Monday, October 15, 2012

is it over yet?

    Sometimes I think life is going to be pretty good, and then something happens that just fucks the shit out of your head. I don't even want to start with everything that has happened, but basically the person I thought I trusted most in my life, well, enough to marry (which I think means I trust him a lot) just did a bunch of really, really, stupid things that has me questioning who the hell he is and the validity of our marriage.
    I wouldn't go out and marry someone just for fun. I really thought he and I got on together really well. I thought we were a good pair and would be happy together. Now I don't know if I kick him to the curb or forgive him for everything and cross my fingers that he doesn't mess up again.

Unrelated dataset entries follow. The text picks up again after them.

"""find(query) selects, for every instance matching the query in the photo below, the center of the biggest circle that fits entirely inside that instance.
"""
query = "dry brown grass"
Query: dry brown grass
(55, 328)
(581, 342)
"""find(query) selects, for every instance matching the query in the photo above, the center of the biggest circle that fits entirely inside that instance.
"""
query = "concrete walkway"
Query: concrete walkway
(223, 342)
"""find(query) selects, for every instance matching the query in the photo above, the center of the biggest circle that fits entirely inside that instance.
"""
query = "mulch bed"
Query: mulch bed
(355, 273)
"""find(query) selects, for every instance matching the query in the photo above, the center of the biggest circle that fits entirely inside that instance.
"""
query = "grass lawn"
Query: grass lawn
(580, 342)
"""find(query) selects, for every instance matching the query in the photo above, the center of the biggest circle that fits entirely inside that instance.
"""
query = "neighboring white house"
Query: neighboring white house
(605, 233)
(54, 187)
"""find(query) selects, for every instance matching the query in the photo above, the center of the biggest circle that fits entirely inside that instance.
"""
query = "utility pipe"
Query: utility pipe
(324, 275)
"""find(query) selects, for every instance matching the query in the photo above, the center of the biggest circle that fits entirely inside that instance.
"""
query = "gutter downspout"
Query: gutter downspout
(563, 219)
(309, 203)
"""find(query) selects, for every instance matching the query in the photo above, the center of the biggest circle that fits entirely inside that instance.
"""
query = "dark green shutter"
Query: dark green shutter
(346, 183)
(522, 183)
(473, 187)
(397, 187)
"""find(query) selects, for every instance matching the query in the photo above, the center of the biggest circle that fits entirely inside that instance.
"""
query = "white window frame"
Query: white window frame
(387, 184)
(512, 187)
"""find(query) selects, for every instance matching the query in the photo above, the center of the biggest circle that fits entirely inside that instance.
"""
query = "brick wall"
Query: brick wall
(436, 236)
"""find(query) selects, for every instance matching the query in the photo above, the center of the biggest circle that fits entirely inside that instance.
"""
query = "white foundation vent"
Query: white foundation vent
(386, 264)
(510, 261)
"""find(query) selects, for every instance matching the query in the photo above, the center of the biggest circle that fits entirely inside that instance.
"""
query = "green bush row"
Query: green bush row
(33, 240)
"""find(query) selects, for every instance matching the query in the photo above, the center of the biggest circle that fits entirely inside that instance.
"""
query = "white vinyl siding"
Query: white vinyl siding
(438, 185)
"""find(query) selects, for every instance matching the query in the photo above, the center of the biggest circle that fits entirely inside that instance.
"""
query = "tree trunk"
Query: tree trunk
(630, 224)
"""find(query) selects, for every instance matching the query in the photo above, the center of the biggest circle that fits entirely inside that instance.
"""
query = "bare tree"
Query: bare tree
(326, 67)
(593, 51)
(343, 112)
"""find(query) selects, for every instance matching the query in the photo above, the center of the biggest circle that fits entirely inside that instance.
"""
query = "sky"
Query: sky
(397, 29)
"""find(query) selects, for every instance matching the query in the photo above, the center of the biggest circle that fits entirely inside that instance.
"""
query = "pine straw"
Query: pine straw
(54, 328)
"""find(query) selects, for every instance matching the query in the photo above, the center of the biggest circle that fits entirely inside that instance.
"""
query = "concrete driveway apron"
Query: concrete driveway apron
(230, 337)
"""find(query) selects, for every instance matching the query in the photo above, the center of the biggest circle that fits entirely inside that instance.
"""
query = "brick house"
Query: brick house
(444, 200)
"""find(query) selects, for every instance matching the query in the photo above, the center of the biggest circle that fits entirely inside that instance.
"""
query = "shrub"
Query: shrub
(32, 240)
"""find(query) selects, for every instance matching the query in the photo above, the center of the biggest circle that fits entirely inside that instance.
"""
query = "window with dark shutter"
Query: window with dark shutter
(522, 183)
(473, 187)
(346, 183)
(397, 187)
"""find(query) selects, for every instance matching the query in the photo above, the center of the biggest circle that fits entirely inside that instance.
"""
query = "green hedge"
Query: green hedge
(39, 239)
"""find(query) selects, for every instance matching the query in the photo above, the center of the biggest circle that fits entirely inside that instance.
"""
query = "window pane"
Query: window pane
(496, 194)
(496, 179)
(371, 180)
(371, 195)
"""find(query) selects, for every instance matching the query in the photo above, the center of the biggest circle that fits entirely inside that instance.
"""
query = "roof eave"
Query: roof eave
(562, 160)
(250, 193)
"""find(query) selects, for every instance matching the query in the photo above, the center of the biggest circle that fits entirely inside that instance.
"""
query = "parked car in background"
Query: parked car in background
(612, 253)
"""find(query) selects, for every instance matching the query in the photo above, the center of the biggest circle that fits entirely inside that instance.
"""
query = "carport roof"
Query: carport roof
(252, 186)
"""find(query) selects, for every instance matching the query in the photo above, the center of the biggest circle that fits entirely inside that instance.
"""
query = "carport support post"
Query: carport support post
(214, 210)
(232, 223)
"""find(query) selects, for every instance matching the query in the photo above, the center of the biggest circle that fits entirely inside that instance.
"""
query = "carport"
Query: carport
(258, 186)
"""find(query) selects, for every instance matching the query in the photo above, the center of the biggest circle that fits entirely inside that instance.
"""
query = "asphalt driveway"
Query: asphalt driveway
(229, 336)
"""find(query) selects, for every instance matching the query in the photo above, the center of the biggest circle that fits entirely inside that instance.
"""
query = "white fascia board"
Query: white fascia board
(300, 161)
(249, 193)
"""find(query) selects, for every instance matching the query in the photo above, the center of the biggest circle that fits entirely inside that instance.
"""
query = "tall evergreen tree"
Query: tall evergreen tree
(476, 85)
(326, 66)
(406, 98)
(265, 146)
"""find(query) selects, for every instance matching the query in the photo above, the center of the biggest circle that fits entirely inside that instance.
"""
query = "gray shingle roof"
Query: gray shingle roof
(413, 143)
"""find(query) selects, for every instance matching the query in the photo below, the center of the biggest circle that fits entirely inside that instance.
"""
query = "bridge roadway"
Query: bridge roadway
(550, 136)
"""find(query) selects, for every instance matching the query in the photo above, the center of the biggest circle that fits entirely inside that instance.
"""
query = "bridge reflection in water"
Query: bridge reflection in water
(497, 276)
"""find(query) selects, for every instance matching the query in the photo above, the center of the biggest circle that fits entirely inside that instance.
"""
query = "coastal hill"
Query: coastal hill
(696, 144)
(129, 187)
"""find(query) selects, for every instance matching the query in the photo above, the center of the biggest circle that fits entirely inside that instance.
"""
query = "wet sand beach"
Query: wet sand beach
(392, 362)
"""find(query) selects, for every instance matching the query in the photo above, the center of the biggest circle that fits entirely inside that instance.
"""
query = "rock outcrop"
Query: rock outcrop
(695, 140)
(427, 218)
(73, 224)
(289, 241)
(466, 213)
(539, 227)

    What do you do? There is no instruction manual for this kind of thing. I can't even ask another married couple what they would do because I don't think anybody has been through this kind of major hiccup. This is more like a major vomit, followed by violent dry heaves.

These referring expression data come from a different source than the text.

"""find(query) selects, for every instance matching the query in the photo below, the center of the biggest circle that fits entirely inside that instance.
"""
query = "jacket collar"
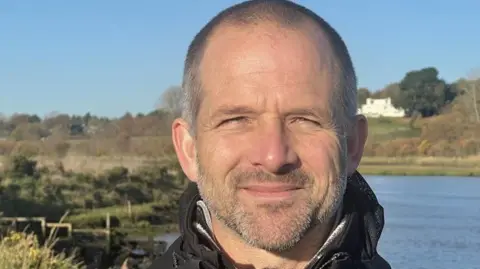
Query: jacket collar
(356, 234)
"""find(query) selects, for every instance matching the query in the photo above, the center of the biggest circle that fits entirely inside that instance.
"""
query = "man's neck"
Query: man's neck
(245, 256)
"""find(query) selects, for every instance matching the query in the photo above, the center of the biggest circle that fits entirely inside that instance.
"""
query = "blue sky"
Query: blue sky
(108, 57)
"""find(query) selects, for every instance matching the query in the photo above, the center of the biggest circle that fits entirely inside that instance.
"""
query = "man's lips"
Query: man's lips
(269, 192)
(270, 187)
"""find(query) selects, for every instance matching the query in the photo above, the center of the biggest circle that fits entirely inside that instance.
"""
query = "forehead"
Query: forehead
(266, 62)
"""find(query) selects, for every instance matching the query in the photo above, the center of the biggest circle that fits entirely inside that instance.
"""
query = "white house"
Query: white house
(375, 108)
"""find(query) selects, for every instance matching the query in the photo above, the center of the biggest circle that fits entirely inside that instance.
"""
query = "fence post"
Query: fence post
(108, 230)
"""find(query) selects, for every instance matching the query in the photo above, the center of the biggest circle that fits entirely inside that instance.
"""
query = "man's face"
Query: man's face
(268, 159)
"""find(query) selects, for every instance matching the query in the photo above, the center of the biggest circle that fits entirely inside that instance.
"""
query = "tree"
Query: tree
(171, 101)
(392, 91)
(469, 96)
(474, 76)
(362, 95)
(422, 91)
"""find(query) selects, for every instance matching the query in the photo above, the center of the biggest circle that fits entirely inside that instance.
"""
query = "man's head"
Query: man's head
(269, 129)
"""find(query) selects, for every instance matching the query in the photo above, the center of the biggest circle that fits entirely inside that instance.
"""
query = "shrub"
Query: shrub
(22, 251)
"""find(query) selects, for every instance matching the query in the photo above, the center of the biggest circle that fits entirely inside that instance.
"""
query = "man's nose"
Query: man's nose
(272, 148)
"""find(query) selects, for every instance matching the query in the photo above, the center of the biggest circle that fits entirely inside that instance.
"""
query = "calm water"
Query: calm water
(431, 222)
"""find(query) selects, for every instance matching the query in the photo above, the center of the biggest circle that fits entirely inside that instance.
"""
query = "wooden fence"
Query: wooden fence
(44, 225)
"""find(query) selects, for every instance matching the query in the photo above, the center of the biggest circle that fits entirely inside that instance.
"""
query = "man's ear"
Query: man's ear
(357, 138)
(185, 148)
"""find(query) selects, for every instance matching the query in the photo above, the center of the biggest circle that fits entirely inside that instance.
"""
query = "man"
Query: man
(270, 137)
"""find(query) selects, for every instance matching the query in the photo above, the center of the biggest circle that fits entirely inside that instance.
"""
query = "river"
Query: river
(430, 222)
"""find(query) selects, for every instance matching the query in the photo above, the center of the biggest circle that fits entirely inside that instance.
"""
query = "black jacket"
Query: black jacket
(355, 247)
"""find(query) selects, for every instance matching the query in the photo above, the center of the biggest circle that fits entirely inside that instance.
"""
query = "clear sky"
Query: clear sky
(111, 56)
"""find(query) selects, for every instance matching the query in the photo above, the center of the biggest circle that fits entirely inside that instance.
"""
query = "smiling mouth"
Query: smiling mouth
(270, 191)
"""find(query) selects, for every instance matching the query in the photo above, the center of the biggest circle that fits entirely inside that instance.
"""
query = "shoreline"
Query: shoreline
(421, 166)
(389, 170)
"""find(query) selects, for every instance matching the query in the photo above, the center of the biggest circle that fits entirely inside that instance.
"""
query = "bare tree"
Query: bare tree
(472, 88)
(171, 100)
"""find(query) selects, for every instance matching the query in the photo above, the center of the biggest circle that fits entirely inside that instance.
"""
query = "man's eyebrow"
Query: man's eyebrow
(232, 110)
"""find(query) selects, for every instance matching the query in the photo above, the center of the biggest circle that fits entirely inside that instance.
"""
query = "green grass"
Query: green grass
(421, 166)
(389, 128)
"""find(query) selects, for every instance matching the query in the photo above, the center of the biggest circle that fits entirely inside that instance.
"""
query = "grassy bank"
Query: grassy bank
(421, 166)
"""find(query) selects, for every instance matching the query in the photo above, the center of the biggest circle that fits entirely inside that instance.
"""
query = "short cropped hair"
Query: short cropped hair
(285, 14)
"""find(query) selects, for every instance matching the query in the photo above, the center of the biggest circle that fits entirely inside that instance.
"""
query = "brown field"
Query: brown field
(370, 165)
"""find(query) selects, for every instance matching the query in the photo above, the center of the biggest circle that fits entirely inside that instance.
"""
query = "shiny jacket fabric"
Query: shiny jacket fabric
(354, 245)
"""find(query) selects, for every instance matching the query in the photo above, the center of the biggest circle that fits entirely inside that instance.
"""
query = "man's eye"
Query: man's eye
(233, 120)
(305, 120)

    I really just want to give up. I thought I found someone who really cared about me. Now I just think there is nobody out there who really cares about me. So why am I sitting around here wasting time, space, energy, and oxygen? If I'm not around there is more room for people in the world. Who really gives a rat's ass about Andrea/Andi Crosby/Rasmussen anyway? You can't marry your parents!! Who wants to, anyway?
    The thing is, I was so happy being single, too. I found some kind of inner peace and independence as well as some confidence and self-esteem, and I was happy. I dated Him because we liked each other, and I thought he was worth spending time with. Now? I have no idea.
    Do you forgive someone for fucking up this badly, even if they say they're sorry and swear they won't do it again? What could I possibly do that would even come somewhat close to what he's done and wonder if he could forgive me for it? I couldn't imagine anything as bad as what he's done. I wouldn't wish what he's done to me on my enemies, if I had any.
    I wish there was an online chat with a therapist or something. I don't have insurance and don't know if insurance would cover therapy, anyway. I need help. I need to rewind my life and start over. Maybe I should move back in with my parents and get about two dozen cats, and just live in solitary for the rest of my life. Or just end it now. People just don't do this kind of thing to good people. How do these meanies find me?